J&W Cycles of Washington, Mo., enlists the help of the Clauses when the holiday season rolls around. Photo courtesy J&W Cycles
Though some stores equate holiday season decorations with Christmas trees, trimmings and turkey, quite a few retailers have found that the key to their sales success is getting potential customers into their stores earlier in the season — meaning adding pumpkin patches to the regular lineup of holiday displays to bring them in.

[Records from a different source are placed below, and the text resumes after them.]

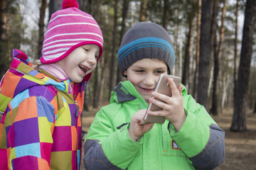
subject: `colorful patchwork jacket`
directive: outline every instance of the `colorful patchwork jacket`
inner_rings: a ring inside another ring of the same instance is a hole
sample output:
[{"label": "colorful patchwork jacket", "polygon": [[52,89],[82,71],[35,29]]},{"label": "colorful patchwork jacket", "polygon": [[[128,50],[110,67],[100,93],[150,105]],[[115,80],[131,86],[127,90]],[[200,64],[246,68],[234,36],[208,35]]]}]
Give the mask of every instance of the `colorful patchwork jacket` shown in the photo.
[{"label": "colorful patchwork jacket", "polygon": [[182,96],[186,119],[176,132],[166,120],[155,123],[138,142],[129,136],[132,115],[147,103],[132,84],[119,84],[110,103],[96,114],[85,144],[87,170],[213,169],[224,159],[225,132],[205,108],[188,95]]},{"label": "colorful patchwork jacket", "polygon": [[31,66],[14,50],[1,82],[0,169],[79,169],[85,82]]}]

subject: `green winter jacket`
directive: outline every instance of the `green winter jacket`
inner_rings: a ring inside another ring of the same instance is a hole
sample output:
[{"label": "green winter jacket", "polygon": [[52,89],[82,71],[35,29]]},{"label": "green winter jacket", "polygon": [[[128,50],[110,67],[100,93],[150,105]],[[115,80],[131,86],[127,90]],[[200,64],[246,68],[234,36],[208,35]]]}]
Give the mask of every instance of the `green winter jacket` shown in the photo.
[{"label": "green winter jacket", "polygon": [[100,109],[85,140],[84,164],[90,169],[213,169],[224,159],[225,132],[205,108],[182,90],[186,119],[176,132],[155,123],[138,142],[129,137],[132,115],[147,103],[132,84],[120,82]]}]

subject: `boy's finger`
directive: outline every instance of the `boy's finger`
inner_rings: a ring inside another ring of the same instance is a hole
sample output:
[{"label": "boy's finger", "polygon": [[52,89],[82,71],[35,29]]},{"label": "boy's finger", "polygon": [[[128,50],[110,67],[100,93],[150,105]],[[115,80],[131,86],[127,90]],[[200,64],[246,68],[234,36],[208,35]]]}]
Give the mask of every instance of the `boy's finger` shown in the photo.
[{"label": "boy's finger", "polygon": [[171,89],[171,94],[173,96],[174,96],[174,95],[176,95],[177,94],[178,94],[179,92],[178,91],[176,85],[175,84],[175,83],[174,81],[174,79],[171,78],[169,78],[167,79],[167,81],[168,81],[168,83],[169,84],[169,86]]}]

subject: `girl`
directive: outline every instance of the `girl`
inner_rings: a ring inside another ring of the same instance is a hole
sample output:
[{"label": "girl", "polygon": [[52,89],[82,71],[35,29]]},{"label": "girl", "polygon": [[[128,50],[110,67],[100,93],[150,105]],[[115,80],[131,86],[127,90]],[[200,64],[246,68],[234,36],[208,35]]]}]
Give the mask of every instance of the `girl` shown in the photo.
[{"label": "girl", "polygon": [[51,16],[42,57],[23,52],[1,82],[0,169],[79,169],[84,89],[103,50],[95,19],[64,0]]}]

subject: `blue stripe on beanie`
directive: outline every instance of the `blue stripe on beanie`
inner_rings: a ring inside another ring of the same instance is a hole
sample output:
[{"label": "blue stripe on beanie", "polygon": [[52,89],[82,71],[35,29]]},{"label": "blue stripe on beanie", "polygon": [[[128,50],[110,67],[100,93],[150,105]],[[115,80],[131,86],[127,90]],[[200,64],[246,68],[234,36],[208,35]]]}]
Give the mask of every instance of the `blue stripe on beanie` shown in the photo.
[{"label": "blue stripe on beanie", "polygon": [[133,52],[134,50],[136,50],[139,48],[150,47],[160,47],[166,50],[170,54],[172,58],[171,60],[174,61],[171,67],[173,67],[175,61],[174,48],[167,41],[161,38],[154,37],[139,38],[121,47],[118,51],[118,64],[119,64],[124,57],[125,57],[128,54]]},{"label": "blue stripe on beanie", "polygon": [[133,63],[145,58],[163,60],[169,72],[174,65],[171,37],[163,27],[154,23],[138,23],[124,35],[117,56],[121,73],[123,74]]}]

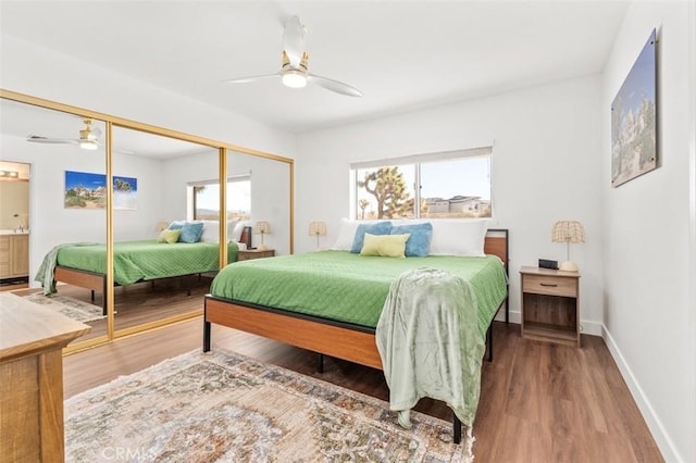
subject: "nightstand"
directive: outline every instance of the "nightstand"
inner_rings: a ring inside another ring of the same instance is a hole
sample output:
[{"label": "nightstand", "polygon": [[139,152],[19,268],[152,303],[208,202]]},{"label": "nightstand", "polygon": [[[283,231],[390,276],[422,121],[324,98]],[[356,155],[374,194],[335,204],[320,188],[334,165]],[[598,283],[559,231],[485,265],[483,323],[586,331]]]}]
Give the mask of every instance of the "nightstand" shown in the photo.
[{"label": "nightstand", "polygon": [[275,249],[247,249],[245,251],[237,252],[237,261],[250,261],[252,259],[274,258]]},{"label": "nightstand", "polygon": [[580,347],[580,273],[524,266],[522,337]]}]

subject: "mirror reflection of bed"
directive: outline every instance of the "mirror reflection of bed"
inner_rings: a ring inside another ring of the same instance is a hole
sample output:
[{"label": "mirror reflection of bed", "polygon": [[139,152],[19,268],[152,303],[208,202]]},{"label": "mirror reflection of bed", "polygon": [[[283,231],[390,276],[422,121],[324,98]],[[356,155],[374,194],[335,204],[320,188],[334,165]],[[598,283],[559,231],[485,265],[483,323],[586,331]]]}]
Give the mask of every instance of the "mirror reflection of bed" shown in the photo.
[{"label": "mirror reflection of bed", "polygon": [[[75,140],[84,125],[83,116],[4,98],[0,99],[0,107],[3,114],[3,154],[12,152],[16,161],[32,164],[35,180],[33,185],[36,185],[33,187],[33,193],[37,193],[40,185],[40,191],[32,202],[32,288],[17,292],[18,296],[28,296],[42,292],[34,281],[34,276],[44,256],[53,247],[76,242],[103,245],[107,241],[103,191],[100,192],[101,203],[99,198],[91,198],[94,201],[87,201],[87,204],[82,207],[65,208],[64,203],[67,189],[65,172],[105,175],[107,124],[103,121],[94,121],[92,126],[101,133],[101,146],[96,150],[85,150],[80,149]],[[210,226],[210,223],[220,220],[220,196],[212,195],[215,201],[211,205],[203,203],[202,196],[197,192],[206,189],[210,192],[214,189],[213,184],[220,183],[219,148],[188,141],[196,137],[182,137],[187,140],[175,139],[153,134],[148,126],[139,123],[129,125],[142,130],[114,124],[112,132],[112,174],[114,177],[122,177],[120,185],[123,187],[123,191],[119,191],[123,195],[114,196],[114,243],[140,240],[154,242],[160,234],[158,226],[162,223],[169,226],[175,221],[202,220],[207,222],[207,229],[217,228],[219,226]],[[65,142],[27,142],[27,136],[32,134],[63,139]],[[228,203],[237,204],[237,197],[246,195],[243,203],[247,207],[235,205],[231,209],[228,204],[227,220],[238,220],[241,230],[247,230],[245,237],[250,240],[259,239],[259,236],[253,236],[248,228],[254,221],[270,222],[273,225],[273,235],[265,238],[277,254],[291,252],[289,173],[290,167],[286,162],[229,151],[227,176],[235,180],[246,180],[250,187],[247,186],[247,190],[243,188],[234,191],[228,188]],[[197,187],[200,191],[196,191]],[[129,193],[134,193],[130,198],[128,189]],[[231,195],[234,198],[231,198]],[[278,201],[278,198],[288,200]],[[251,203],[257,208],[258,215],[252,213]],[[231,228],[228,235],[232,235],[232,232]],[[215,238],[211,241],[214,242],[215,254],[219,256],[219,238],[216,242]],[[178,245],[181,243],[175,246]],[[251,242],[248,246],[251,247]],[[228,254],[231,260],[234,260],[233,253]],[[163,321],[183,320],[200,313],[203,296],[209,292],[210,283],[219,265],[217,260],[211,272],[196,271],[192,274],[157,278],[154,281],[116,285],[116,336],[159,326]],[[59,278],[58,293],[102,308],[105,299],[102,283],[104,274],[105,272],[99,273],[95,279],[98,283],[85,283],[84,278]],[[92,326],[92,330],[82,337],[79,343],[108,338],[108,318],[86,323]]]}]

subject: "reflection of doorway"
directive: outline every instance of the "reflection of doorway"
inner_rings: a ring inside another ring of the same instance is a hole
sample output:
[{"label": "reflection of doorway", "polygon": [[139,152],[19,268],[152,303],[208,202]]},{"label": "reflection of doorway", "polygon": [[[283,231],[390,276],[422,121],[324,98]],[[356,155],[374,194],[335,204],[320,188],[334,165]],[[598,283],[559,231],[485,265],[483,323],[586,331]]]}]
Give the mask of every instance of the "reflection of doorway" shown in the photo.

Mercedes Radney, Renegade Harley-Davidson’s marketing and event director, for example, is in the throes of one long, holiday season — the Alexandria, La., dealer started its festivities mid-October, with a Twilight Ride led by Bruce Mitchell of the History Channel’s “Swamp People” followed by an in-store pumpkin patch installation and contest. For a few weeks, every customer who makes a purchase receives a pumpkin, and those who enter the store can participate in a “guess the weight” contest regarding a behemoth gourd.
“The activities bring in hoards of customers and sets us up nicely for the holidays,” Radney says.
This month, the dealership will roll out a turkey bowling event, complete with frozen turkeys as stand-ins for the traditional bowling balls. “If they hit a strike, they win Harley-Davidson prizes,” Radney says. “It’s a lot of fun, and will raise a good deal of money for hungry Louisiana families.” Proceeds benefit area food banks.
PROCEEDING WITH CAUTION
Even with their optimism, dealers are exhibiting a bit of caution in their sales expectations, and rightly so. Financial firm Deloitte recently predicted that holiday sales will increase by anywhere from 2.5 percent to 3 percent, which amounts to $873 billion to $877 billion. This is a modest prediction, considering that sales last year rose by 5.9 percent. Deloitte reps credit this to the persistent housing and employment issues facing the U.S. today.
“Consumer spending was on the rise for several months despite dampened confidence in the economy among U.S. households,” said Deloitte chief economist Carl Steidtmann in a statement. “Those earlier gains have begun to flatten and may be tempered by persistent weakness in the housing and employment sectors and pressures from the European debt crisis. Despite some relief in energy prices, consumers may feel the strain from food, apparel and other categories where prices are markedly higher compared to the previous holiday season. Additionally, retailers will face tougher comparisons this year after last year’s substantial increase in holiday sales.”
J&W Cycles in Washington, Mo., is just one of many dealers who can support Deloitte’s findings. Sales manager Doug Jones says that September was a “soft” month, despite better sales three months before. “When I say better, I mean back up to 50 to 60 percent of what our dealership used to sell five years ago.”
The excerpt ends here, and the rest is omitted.